Diyarbakırlı Halis Toprak, nam-ı diğer Halis Ağa... Bugüne kadar işadamlığıyla, sanayi tesisleriyle, malıyla mülküyle, İstinye'deki dev köşküyle, Londra'daki, dünyanın sayılı mülkleri arasında gösterilen muhteşem villasıyla, helikopteri, yatıyla anıldı hep... 33 yıllık karısı Ayşe Toprak'tan ayrılmak için 5 trilyonluk rekor tazminat ödemeye mahkûm edildiğinde de manşetlerden inmedi haliyle. Sonra da ardı arkası kesilmedi şanssızlıkların... TMSF'ye devredilen Toprakbank'ın borçları yüzünden, yıllarca bir koleksiyoner gibi biriktirdiği en değerli arazilerini, Londra'daki o meşhur villasını, malvarlıklarının hatırı sayılır bir bölümünü kaybetti. Bu konuda çok çok üzgün. Malları ucuza gittiği için 'içinin yandığını' söylüyor; "Bana bıraksalardı, hiç değilse ben gerçek değerlerine satardım," diyor. Ama bunlar zaten basını takip edenlerin bildiği hikâyeler... Benim derdim ne peki? Anlatayım... Uğruna ilk eşinden ayrıldığı Özlem Hanım'dan da ayrıldı Halis Ağa. Bununla da kalmadı, hem Özlem Hanım'dan sahip olduğu en küçük oğluna, hem de yıllar önce üç yıl birlikte yaşadığı Gülcan Sepet'ten olma 18 yaşındaki oğluna DNA testi yapılmasını istedi. İşte benim Toprak'ın kapısını çalmama neden olan olay da bu! Uzun süren bir kovalamadan sonra bizi Aslanlı Köşk'te kabul etti Toprak; hem özel hayatını hem iş hayatını anlattı. Başına gelenler yüzünden gözleri dolu dolu oldu, kendisine çok haksızlık edildiğini durmadan tekrarladı. İşte Halis Ağa'nın yaşadıkları...

-İş hayatınızda da özel hayatınızda da pek çok badireler atlattınız. Nasıl hissediyorsunuz şimdi kendinizi?
- İyiyiz dersek, yalan olur. Çok üzgünüm. Örneği az olan işler yaptım ben ülkeme. Türkiye'nin altı bölgesinde 23 tane sanayi tesisi, 4 milyon metrekare üzerinde inşaat yaptım. Milletin malına göz dikmedim, kimsenin malını, arsa hariç, almadım. Bunların karşılığında da devletten, bu iktidar hariç, çok sıkıntı gördüm. Yatırımlar yapıyorsun, devlet teminatlar veriyor ama hiçbirinin aslı astarı yok.

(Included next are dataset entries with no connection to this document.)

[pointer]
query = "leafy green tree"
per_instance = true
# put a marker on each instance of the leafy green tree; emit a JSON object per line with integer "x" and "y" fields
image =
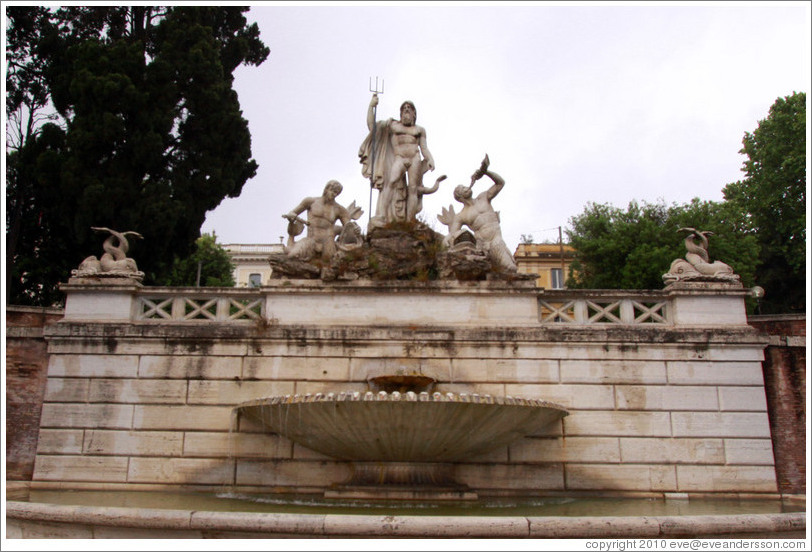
{"x": 633, "y": 248}
{"x": 773, "y": 197}
{"x": 209, "y": 264}
{"x": 148, "y": 134}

- Peki söyler misiniz şu an kendinizi nasıl görüyorsunuz? Sudan çıkmış balık gibi mi, pişmanlık dolu mu, yorgun mu, çok üzgün mü?
- Ben kendimi hiç affedemiyorum.

- Neden?
- Benim babam mı bu ülkeyi kurtaracak, ben niye bu kadar sene yatırım yaptım?

- Para da kazandınız ama?
- Para mara hepsini aldılar! Bilirkişi raporu ile yaklaşık 40 trilyon olarak belirlenen borcumuza karşılık benden bugüne kadar yaklaşık 700 trilyon aldılar. El konulan diğer banka sahiplerinin bazılarından faiz alınmamış olmasına rağmen bizden dünya tarihinde görülmemiş oranda fahiş faiz alındı. Devlet bu ya! Devletin böyle yapması cidden çok üzücü. Mahkeme kararı var, 'Sen bu bankayı satamazsın,' diyor. Bu banka 1 milyar dolarlık banka, 800 milyon dolara sattılar. Mahkeme kararı alıyorum, götürüp adama veriyorum, mahkeme kararına uymuyor, satıyor. Adama nasıl satıyor? İki tane banka batırmış, kanunen satamaz! Kanunen banka batırana banka verilmez! Kalktı 18 yaşındaki kızının adına satın aldı.